|
|
|
|
|
by daemonk
4085 days ago
|
|
So the heart of the problem, from what I can gather, is the sliding window approach to generating subsequences. This approach necessarily generates "redundantly similar" windows, ie. windows will be most similar to their closest neighboring windows since there is an overlapping length of window - 1 The sliding window approach is not adding random noise to the clustering, it is adding redundantly similar data to the clustering resulting in almost perfect sine-wave-like cluster centers. |
|
I am coming from a genomics background, so when I read about sliding window on time series data, I think about sliding window approach on regions of genome sequences.

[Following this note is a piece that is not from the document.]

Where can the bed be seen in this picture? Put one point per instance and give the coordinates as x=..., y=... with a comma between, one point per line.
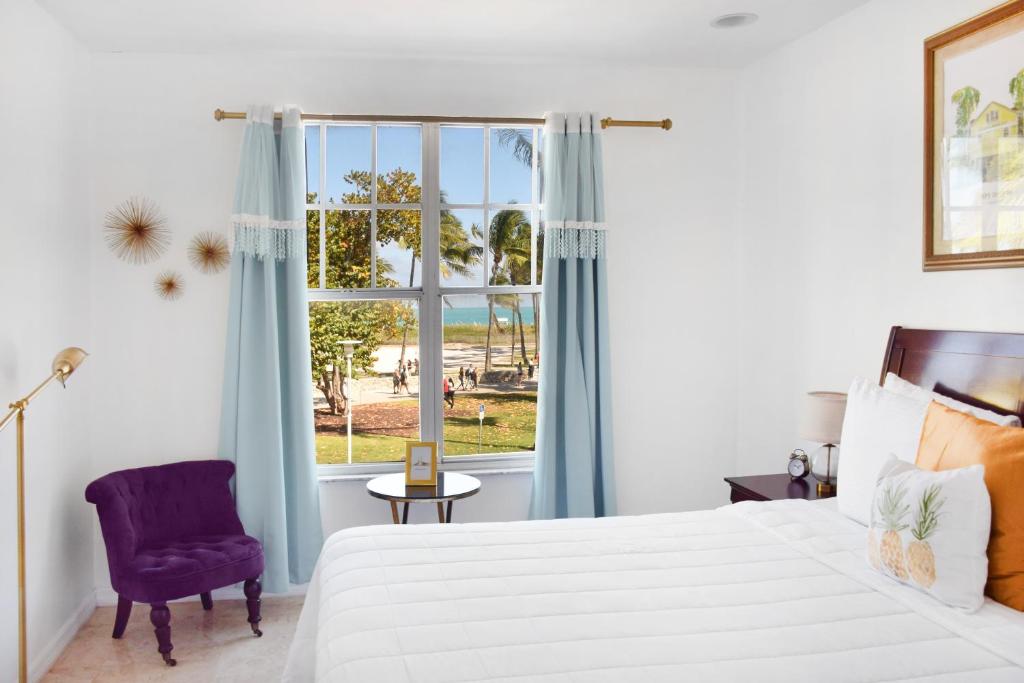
x=775, y=591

The ultimate point of doing this clustering is to find repetitive sub-sequences in the series. This is also something we do commonly in the genomics field (repeatmasker/repeatmodeler software for example).
Something we can look at in genomes is a "k-mer coverage". A k-mer is just a k-lengthed sub-sequence (A,T,G,C), analogous to a k-length sub-sequence of a time series.
By scanning the genome, we can tally up how many times a k-mer appears in the genome. With this tally, we can determine a k-mer coverage for a region on the genome. This gives us an idea how many times we see this same region on the rest of the genome.
Maybe this approach can be adapted somehow? The only problem is that in genomics, we have four discrete classes (A,G,T,C), making finding exact matching relatively easy. In time-series, we have continuous data, making finding matches a lot tougher to do and define.